Comenzaban siempre con lo más cercano en el
tiempo y luego se remontaban a lo más lejano, a su infancia, y allí se
detenían. Si se acordaba de las ciruelas pasas que le habían ofrecido ese día,
su memoria le devolvía la imagen de la ciruela francesa de su niñez, cruda y
acorchada, de su sabor peculiar y de la copiosa saliva cuando chupaba el hueso;
y junto con el recuerdo de ese sabor surgían en serie otros recuerdos de ese
tiempo: la niñera, el hermano, los juguetes. «No debo pensar en eso... Es
demasiado penoso» -se decía Ivan Ilich; y de nuevo se desplazaba al presente:
al botón en el respaldo del sofá y a las arrugas en el cuero de éste. «Este
cuero es caro y se echa a perder pronto. Hubo una disputa acerca de él. Pero
hubo otro cuero y otra disputa cuando rompimos la cartera de mi padre y nos
castigaron, y mamá nos trajo unos pasteles.» Y una vez más sus recuerdos se
afincaban en la infancia, y una vez más aquello era penoso e Ivan Ilich
procuraba alejarlo de sí y pensar en otra cosa.
Y de nuevo, junto con ese rosario de recuerdos, brotaba otra serie en su
mente que se refería a cómo su enfermedad había progresado y empeorado. También
en ello cuanto más lejos miraba hacia atrás, más vida había habido. Más vida y
más de lo mejor que la vida ofrece. Y una y otra cosa se fundían. «Al par que
mis dolores iban empeorando, también iba empeorando mi vida» -pensaba. Sólo un
punto brillante había allí atrás, al comienzo de su vida, pero luego todo fue
ennegreciéndose y acelerándose cada vez más.

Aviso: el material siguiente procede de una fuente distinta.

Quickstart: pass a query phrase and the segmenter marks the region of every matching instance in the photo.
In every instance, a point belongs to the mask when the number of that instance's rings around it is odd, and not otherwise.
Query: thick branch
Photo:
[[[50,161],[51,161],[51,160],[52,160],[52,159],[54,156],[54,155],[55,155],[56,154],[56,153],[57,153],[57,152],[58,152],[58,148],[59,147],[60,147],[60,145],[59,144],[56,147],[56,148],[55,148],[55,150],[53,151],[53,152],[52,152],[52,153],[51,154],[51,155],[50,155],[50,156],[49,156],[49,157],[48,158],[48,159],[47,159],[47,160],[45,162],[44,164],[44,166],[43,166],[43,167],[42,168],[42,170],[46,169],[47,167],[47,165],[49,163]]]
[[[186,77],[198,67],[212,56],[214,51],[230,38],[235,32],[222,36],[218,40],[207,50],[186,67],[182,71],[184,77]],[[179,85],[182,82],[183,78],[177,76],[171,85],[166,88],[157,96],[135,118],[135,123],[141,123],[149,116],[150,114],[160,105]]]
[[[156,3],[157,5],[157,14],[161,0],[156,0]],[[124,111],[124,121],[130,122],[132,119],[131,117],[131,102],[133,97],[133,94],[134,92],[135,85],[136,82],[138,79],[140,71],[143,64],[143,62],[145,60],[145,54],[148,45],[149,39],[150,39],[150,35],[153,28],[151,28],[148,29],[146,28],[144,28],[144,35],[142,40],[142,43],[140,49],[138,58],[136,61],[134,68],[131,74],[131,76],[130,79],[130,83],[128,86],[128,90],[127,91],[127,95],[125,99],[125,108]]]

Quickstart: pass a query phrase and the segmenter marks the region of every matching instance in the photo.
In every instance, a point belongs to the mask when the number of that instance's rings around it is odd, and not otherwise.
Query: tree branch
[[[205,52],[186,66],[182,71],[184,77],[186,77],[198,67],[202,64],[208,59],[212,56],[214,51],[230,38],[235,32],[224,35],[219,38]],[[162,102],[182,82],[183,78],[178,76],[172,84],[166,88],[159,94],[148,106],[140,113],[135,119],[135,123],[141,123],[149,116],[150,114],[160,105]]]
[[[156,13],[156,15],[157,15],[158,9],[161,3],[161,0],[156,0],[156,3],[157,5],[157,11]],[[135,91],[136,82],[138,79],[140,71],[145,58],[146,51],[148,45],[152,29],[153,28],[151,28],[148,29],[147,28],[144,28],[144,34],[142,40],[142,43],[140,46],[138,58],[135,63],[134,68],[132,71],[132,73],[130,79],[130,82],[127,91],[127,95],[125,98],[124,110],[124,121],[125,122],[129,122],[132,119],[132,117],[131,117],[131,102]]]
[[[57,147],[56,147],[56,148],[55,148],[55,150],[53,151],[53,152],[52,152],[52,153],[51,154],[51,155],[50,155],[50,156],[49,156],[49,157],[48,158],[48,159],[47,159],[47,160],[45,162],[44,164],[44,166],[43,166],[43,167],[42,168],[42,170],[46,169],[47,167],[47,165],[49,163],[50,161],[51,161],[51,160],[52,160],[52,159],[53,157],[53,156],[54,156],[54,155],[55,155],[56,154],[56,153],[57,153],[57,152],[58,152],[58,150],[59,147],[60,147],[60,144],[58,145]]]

«En razón inversa al cuadrado de la distancia de la muerte» -se decía. Y
el ejemplo de una piedra que caía con velocidad creciente apareció en su
conciencia. La vida, serie de crecientes sufrimientos, vuela cada vez más
velozmente hacia su fin, que es el sufrimiento más horrible. «Estoy volando...»
Se estremeció, cambió de postura, quiso resistir, pero sabía que la resistencia
era imposible; y otra vez, con ojos cansados de mirar, pero incapaces de no
mirar lo que estaba delante de él, miró fijamente el respaldo del sofá y esperó
-esperó esa caída espantosa, el choque y la destrucción. «La resistencia es
imposible -se dijo. -Pero si pudiera comprender por qué! Pero eso, también, es
imposible. Se podría explicar si pudiera decir que no he vivido como debía.
Pero es imposible decirlo» -se declaró a sí mismo, recordando la licitud,
corrección y decoro de toda su vida. «Eso es absolutamente imposible de admitir
-pensó, con una sonrisa irónica en los labios como si alguien pudiera verla y
engañarse. -No hay explicación! Sufrimiento, muerte... ¿Por qué?»